# Autoresearch Run 6: Escalation Ladder

Run 6 tested a new **cost-saving escalation ladder** for the autoresearch orchestrator. Instead of using a fixed model for every iteration, the system starts with the cheapest option (Haiku/low effort) and only escalates to more expensive models when consecutive iterations fail to improve.

## The Ladder

10 steps, reset to step 0 on any successful improvement:

| Step | Model | Effort |
|------|-------|--------|
| 0 | haiku | low |
| 1 | haiku | medium |
| 2 | haiku | high |
| 3 | sonnet | low |
| 4 | sonnet | medium |
| 5 | sonnet | high |
| 6 | opus | low |
| 7 | opus | medium |
| 8 | opus | high |
| 9 | opus | max |

## Setup

- Task: Fashion-MNIST classification (CPU only)
- Baseline: single linear layer (784 -> 10)
- Training budget: 300s per iteration
- 20 iterations total

## Results

| Iter | Ladder | Model/Effort | Action | val_accuracy |
|------|--------|-------------|--------|-------------|
| 0 | 0 | haiku/low | keep | 0.8405 |
| 1 | 0 | haiku/low | keep | 0.8980 |
| 2 | 0 | haiku/low | discard | 0.8885 |
| 3 | 1 | haiku/medium | discard | 0.8825 |
| 4 | 2 | haiku/high | keep | 0.8993 |
| 5 | 0 | haiku/low | keep | 0.9233 |
| 6 | 0 | haiku/low | discard | 0.9107 |
| 7 | 1 | haiku/medium | discard | 0.9222 |
| 8 | 2 | haiku/high | keep | 0.9269 |
| 9 | 0 | haiku/low | discard | 0.9169 |
| 10 | 1 | haiku/medium | discard | 0.9228 |
| 11 | 2 | haiku/high | discard | 0.9264 |
| 12 | 3 | sonnet/low | keep | 0.9275 |
| 13 | 0 | haiku/low | discard | 0.9255 |
| 14 | 1 | haiku/medium | discard | 0.8843 |
| 15 | 2 | haiku/high | discard | 0.9190 |
| 16 | 3 | sonnet/low | discard | 0.9253 |
| 17 | 4 | sonnet/medium | discard | 0.9213 |
| 18 | 5 | sonnet/high | discard | 0.9152 |
| 19 | 6 | opus/low | discard | 0.9208 |

**Best: 92.75% at iteration 12 (sonnet/low).

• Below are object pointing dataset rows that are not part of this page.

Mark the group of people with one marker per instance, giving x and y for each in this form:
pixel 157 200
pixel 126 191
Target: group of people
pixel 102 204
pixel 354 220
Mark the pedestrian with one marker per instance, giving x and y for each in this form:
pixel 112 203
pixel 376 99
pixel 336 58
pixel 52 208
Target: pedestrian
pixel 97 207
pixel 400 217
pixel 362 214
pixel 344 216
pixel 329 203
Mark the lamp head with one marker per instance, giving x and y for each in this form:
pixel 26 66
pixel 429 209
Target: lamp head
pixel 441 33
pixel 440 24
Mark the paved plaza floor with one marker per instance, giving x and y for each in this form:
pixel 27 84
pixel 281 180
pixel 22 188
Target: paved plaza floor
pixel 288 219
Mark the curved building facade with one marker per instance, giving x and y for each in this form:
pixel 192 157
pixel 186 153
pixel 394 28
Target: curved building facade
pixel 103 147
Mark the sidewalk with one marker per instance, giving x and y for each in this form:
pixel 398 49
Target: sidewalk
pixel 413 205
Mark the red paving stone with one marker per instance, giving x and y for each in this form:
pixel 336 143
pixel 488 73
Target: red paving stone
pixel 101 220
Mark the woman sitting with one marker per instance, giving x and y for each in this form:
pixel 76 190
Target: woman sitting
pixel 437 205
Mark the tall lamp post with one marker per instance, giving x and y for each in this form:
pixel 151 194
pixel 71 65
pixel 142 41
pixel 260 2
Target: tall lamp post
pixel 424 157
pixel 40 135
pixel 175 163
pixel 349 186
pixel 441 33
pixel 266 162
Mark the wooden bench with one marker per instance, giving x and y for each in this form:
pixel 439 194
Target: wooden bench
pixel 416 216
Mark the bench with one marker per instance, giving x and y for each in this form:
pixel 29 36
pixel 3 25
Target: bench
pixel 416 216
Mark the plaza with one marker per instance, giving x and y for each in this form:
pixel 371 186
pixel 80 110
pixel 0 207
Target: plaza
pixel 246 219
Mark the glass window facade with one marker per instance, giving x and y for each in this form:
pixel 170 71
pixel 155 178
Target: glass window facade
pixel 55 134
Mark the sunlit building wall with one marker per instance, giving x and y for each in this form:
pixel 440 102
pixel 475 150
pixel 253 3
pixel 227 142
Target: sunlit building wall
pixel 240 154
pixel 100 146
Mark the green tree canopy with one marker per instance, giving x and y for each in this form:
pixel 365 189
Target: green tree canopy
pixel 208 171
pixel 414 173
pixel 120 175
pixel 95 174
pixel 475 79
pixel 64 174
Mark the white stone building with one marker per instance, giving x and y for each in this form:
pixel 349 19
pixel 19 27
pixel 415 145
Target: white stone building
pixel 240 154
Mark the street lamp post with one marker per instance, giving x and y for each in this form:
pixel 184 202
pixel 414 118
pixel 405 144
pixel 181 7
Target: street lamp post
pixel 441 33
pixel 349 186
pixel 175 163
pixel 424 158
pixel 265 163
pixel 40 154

Total cost: $1.77.**

## Findings

**The ladder mechanism works as intended.** Both breakthroughs at iterations 4 and 8 came from haiku/high after lower effort levels stalled. The iteration 12 improvement required escalating to sonnet/low after haiku exhausted its range. The system correctly resets to step 0 after each success, keeping costs low during productive phases.

**Plateau at 92.75%.** After iteration 12, seven consecutive failures across all tiers up through opus/low could not beat it. The best model is a 2-block CNN (64->128 channels) with BatchNorm, horizontal flip augmentation, and Adam optimizer.

**Cost comparison vs Run 5.** Run 5 used sonnet for all 20 iterations and reached 93.95% for ~$2.50. Run 6 with the ladder reached 92.75% for $1.77 (29% cheaper). The lower peak likely reflects haiku producing weaker architectural ideas in the critical early iterations where the biggest gains happen --- by the time sonnet gets involved, the model is already near a local optimum that's harder to escape.

**Implication.** The escalation ladder is best suited for long runs where cost matters more than peak performance. For short runs where every iteration counts, using a stronger model throughout may be worth the premium.